Therapy center looks to heal wounds of Syrian children of war

Therapy center looks to heal wounds of Syrian children of war

A new psychological therapy and rehabilitation center that opened in Istanbul aims to help Syrian children recover from the trauma of the conflict they escaped

Two nongovernmental organizations inaugurated a rehabilitation center in Istanbul yesterday for Syrian children and their mothers traumatized by the civil war in their country.

The Psychosocial Support Center in Istanbul's Fatih district, a hub for displaced Syrians who fled to Turkey after war broke out in their country four years ago, will provide therapy to distressed children and their families.

Mevlüt Yurtseven, director of the Alliance of International Doctors, one of the NGOs operating the center, said Syrian children underwent the most severe trauma during the war and they aimed to help them to recover.

The center will serve 240 children and their mothers in six-monthly terms during which they will undergo psychotherapy, art therapy including other forms of therapy. Both mothers and children will be able to attend the lifelong learning courses that aim to help traumatized children forget their past troubles and boost their self-confidence, NGO officials said.

Apart from children, the center will cater to Syrian women in need of legal and social counseling and offer Turkish classes.

Turkey is home to nearly 1.8 million Syrians and over 260,000 Syrians living in tent camps built by the Turkish government in provinces near the Turkish-Syrian border, while others either reside in their own homes, in rental houses or squat in abandoned buildings and parks. Psychological therapy and social support are provided for Syrians in camps but those not living in camps have no prospect of therapy.

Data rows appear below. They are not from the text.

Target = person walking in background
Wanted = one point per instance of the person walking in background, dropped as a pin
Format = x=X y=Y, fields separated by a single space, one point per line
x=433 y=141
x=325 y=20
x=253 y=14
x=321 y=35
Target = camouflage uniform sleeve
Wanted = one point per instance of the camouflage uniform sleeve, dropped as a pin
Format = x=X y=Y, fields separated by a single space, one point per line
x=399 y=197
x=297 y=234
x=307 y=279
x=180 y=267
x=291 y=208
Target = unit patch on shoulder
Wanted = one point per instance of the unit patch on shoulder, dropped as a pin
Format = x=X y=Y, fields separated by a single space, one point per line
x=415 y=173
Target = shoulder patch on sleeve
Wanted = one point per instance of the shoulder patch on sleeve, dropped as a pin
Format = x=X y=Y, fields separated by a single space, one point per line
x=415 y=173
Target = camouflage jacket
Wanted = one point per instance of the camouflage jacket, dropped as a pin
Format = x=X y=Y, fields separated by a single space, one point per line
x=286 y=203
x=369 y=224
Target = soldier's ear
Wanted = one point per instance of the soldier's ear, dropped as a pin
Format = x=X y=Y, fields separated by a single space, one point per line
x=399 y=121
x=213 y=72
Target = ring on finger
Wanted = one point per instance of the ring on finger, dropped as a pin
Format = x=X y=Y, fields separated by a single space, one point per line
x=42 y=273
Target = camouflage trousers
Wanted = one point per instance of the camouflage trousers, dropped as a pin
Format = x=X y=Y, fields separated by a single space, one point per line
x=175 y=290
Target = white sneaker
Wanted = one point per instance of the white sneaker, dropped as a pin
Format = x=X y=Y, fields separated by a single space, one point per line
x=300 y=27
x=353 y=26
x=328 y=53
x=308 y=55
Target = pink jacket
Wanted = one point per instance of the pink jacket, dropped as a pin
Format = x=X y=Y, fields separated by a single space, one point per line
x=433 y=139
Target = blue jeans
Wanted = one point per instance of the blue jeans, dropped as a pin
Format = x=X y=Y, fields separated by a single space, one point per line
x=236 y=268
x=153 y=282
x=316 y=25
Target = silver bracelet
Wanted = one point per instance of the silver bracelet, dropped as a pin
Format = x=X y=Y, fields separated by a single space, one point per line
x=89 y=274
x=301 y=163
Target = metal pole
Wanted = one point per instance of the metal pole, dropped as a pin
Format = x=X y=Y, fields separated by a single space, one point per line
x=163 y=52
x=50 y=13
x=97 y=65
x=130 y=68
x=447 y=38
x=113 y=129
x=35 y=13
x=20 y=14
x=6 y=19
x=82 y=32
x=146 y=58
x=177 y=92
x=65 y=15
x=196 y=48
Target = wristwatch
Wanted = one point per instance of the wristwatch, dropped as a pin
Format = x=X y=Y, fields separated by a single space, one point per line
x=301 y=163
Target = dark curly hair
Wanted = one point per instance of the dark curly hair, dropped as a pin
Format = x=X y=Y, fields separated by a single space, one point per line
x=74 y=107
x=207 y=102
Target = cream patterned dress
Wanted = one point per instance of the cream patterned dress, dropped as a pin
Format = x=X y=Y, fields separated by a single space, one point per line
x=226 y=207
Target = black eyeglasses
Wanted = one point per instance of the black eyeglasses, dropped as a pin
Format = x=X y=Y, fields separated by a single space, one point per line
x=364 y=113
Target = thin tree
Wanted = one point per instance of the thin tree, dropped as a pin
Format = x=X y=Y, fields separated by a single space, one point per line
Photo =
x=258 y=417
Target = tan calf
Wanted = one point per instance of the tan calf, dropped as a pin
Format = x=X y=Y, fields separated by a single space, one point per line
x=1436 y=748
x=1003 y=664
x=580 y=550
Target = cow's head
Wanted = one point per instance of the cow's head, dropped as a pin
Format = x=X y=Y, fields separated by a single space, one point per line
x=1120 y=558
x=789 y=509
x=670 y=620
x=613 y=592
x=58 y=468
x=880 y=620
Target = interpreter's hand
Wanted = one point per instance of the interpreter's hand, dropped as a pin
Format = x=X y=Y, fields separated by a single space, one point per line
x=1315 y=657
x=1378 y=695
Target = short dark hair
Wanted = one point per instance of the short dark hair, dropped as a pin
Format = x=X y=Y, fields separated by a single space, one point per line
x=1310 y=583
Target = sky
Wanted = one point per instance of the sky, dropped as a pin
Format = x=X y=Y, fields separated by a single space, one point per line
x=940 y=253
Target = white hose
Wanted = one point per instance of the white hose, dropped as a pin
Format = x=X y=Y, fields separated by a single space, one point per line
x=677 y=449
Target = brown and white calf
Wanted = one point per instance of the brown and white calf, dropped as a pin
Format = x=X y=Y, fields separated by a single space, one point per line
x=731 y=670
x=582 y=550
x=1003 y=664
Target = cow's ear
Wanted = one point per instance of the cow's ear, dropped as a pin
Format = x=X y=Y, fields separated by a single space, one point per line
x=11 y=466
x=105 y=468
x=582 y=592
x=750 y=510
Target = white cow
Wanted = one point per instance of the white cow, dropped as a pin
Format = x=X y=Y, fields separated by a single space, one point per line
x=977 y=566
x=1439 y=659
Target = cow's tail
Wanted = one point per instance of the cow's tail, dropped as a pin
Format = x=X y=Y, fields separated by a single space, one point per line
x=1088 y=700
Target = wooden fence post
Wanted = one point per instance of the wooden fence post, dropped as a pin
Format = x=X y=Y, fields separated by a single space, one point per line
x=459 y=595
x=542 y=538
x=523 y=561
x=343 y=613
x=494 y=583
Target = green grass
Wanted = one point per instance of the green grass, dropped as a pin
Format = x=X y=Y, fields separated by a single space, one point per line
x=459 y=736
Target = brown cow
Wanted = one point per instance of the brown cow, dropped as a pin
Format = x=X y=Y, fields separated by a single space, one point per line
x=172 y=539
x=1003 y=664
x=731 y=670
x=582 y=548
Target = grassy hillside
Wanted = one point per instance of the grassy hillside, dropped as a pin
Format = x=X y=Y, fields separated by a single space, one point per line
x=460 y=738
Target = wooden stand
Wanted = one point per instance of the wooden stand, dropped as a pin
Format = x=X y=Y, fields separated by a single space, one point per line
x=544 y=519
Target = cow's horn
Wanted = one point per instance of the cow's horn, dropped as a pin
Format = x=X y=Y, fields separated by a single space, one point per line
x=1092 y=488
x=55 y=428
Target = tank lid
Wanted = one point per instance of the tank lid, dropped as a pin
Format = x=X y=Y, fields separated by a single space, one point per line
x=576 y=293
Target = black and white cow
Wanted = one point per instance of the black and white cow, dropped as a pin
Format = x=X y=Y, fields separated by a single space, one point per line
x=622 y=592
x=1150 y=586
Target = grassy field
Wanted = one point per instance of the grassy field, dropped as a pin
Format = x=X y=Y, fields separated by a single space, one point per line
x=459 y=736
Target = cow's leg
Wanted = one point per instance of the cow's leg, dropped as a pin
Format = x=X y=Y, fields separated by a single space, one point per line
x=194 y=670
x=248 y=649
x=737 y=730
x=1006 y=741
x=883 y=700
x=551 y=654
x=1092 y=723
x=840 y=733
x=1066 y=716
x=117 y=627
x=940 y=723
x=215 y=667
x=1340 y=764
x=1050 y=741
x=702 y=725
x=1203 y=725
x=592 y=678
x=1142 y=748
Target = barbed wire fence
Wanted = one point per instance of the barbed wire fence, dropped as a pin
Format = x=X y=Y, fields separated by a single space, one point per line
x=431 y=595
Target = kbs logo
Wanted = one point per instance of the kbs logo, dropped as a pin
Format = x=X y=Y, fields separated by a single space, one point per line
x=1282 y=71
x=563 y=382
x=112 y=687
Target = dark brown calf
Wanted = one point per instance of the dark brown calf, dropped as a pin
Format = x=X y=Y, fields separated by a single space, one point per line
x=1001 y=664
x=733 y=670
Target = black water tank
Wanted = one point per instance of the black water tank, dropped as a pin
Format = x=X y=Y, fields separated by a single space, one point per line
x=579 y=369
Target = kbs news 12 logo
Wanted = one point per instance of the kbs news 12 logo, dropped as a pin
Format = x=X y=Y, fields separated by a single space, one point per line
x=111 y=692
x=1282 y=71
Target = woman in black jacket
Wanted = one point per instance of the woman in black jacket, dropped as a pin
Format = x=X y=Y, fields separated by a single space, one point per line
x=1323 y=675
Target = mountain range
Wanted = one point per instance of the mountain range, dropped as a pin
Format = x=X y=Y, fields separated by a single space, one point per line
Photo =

Turkey, UNICEF and European Union had conducted a two-year program for education and psychological recovery of Syrian children in Turkey jointly conducted by Turkey. Some 75,000 children benefited from the program that was wrapped up in April. Throughout the course of the project, child-friendly spaces were set up in refugee camps, along with education centers and libraries to help children forced to drop out of school due to the war to resume their studies. The project also provided psychosocial support to children. Teenagers also benefited by attending leadership training and financial incentives for Syrian teachers were provided.

Ministry of Family and Social Policies also operate 70 houses across the country that hosts unaccompanied Syrian children who lost their parents in the conflict.